Key Pattern: Compose Device Operations, Then Spawn#

Every device operation in the loop below is non-blocking. The loop itself is non-blocking:

let mut futures: Vec<JoinHandle<Result<Partition<Tensor<f32>>, cuda_async::error::DeviceError>>> = vec![];
for i in 0..num_devices {
    // Obtain a reference to the model weights on device i.
    let w = &model_weights[i];
    let (w0, w1) = (w.0.clone(), w.1.clone());
    // Sample random data.
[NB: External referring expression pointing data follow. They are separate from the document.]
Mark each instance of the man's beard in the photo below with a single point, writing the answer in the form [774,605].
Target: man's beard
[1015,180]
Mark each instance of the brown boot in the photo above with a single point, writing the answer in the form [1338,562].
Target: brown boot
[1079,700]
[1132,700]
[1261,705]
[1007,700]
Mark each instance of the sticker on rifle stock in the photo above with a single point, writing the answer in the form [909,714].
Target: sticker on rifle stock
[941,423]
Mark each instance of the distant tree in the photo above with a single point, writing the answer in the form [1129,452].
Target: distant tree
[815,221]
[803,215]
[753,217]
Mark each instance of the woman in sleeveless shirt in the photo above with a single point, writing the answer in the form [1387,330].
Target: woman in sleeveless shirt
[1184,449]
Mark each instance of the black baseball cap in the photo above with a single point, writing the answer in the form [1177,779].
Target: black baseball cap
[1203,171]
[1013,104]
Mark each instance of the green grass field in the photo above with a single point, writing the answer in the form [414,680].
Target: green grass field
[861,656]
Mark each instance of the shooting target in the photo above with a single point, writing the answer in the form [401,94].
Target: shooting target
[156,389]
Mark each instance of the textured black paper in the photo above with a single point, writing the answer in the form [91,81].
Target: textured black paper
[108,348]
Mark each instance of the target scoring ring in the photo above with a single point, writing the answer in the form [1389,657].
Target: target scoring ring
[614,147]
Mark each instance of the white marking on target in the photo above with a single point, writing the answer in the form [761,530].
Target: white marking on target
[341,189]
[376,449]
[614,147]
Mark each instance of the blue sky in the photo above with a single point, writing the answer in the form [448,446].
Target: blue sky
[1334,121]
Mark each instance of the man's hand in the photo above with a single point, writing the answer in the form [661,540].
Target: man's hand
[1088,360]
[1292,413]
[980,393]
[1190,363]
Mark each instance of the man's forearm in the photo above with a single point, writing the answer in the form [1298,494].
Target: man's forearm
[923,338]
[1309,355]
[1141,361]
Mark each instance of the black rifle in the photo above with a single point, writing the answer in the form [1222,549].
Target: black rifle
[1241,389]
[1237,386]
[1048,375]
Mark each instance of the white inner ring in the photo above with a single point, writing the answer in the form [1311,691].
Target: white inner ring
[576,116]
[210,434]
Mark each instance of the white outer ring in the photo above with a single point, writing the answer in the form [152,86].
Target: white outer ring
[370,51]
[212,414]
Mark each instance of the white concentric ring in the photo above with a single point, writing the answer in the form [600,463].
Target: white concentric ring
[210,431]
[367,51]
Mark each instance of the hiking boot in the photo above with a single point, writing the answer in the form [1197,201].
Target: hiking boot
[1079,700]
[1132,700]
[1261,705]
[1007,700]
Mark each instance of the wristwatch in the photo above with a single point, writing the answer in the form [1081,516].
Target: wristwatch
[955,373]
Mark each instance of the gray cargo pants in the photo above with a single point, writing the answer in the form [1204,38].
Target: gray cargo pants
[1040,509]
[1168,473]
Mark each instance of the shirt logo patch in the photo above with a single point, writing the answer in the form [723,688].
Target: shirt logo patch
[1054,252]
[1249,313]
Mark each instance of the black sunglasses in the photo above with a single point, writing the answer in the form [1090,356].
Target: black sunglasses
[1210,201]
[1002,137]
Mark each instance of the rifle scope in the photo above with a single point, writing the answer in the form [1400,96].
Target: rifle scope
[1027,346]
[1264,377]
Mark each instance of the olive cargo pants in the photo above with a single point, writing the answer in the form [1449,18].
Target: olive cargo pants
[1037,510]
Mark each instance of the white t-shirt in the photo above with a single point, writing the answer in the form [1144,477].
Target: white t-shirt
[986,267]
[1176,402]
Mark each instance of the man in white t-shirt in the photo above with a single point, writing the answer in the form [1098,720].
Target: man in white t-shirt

Although the sampling procedure is a simulation,
    // this can be replaced with a procedure that actually samples a batch of data.
    let data = api::randn(0.0, 1.0, [dim, dim]).arc();
    // Construct the intermediate output buffer and partition, since we'll be writing to it.
    let out0 = api::zeros::<2, f32>([dim, dim]).partition([block_dim, block_dim]);
    // Execute GEMM.
    let (out0, _, _) = zip!(out0, data, value(w0))
        .apply(|args| gemm_apply(args).generics(fully_connected_layer.to_vec()))
        .unzip();
    // Construct the final output buffer and partition.
    let out1 = api::zeros::<1, f32>([dim]).partition([block_dim]);
    // Execute MatVec.
    let (out1, _, _) = zip!(out1, out0.unpartition().arc(), value(w1))
        .apply(|args| matvec_apply(args).generics(output_layer.to_vec()))
        .unzip();
    // Apply ReLU and unzip. We need to unzip here since arguments to kernels
    // are always packed into a tuple.
    let (out1,) = out1.and_then(|out1| value((out1,))).apply(relu_apply).unzip();
    // out1 now contains the work we would like to schedule on device i.
    // By invoking schedule on device i, we generate a device future which is
    // ready to execute on device i. By spawning a task for the device future,
    // we submit the work for execution to the async runtime (tokio). We then
    // collect the task handle into the futures vec.
    futures.push(tokio::spawn(out1.schedule(&devices[i])?));
}

After spawning tasks for each forward pass on each device, we wait on the results before proceeding:

let mut outputs: Vec<Tensor<f32>> = vec![];
for future in futures.into_iter() {
    let tensor = future.await.unwrap()?.unpartition();
    outputs.push(tensor);
}

Key Takeaways#

Concept

What It Means

Device operations

Chainable, resource-agnostic DAGs

tokio::spawn

Run batches concurrently

schedule(device)

Target a specific GPU

Lazy execution

Pipeline is built first, then executed on .await or spawn()


Exercise 1: Fuse the Kernel#

How might we fuse the above kernels into a single kernel? Would this reduce the memory footprint of our computation?

Exercise 2: Overlapping Data Movement with Computation#

What would we need to change to construct a pipeline that overlaps data movement with computation?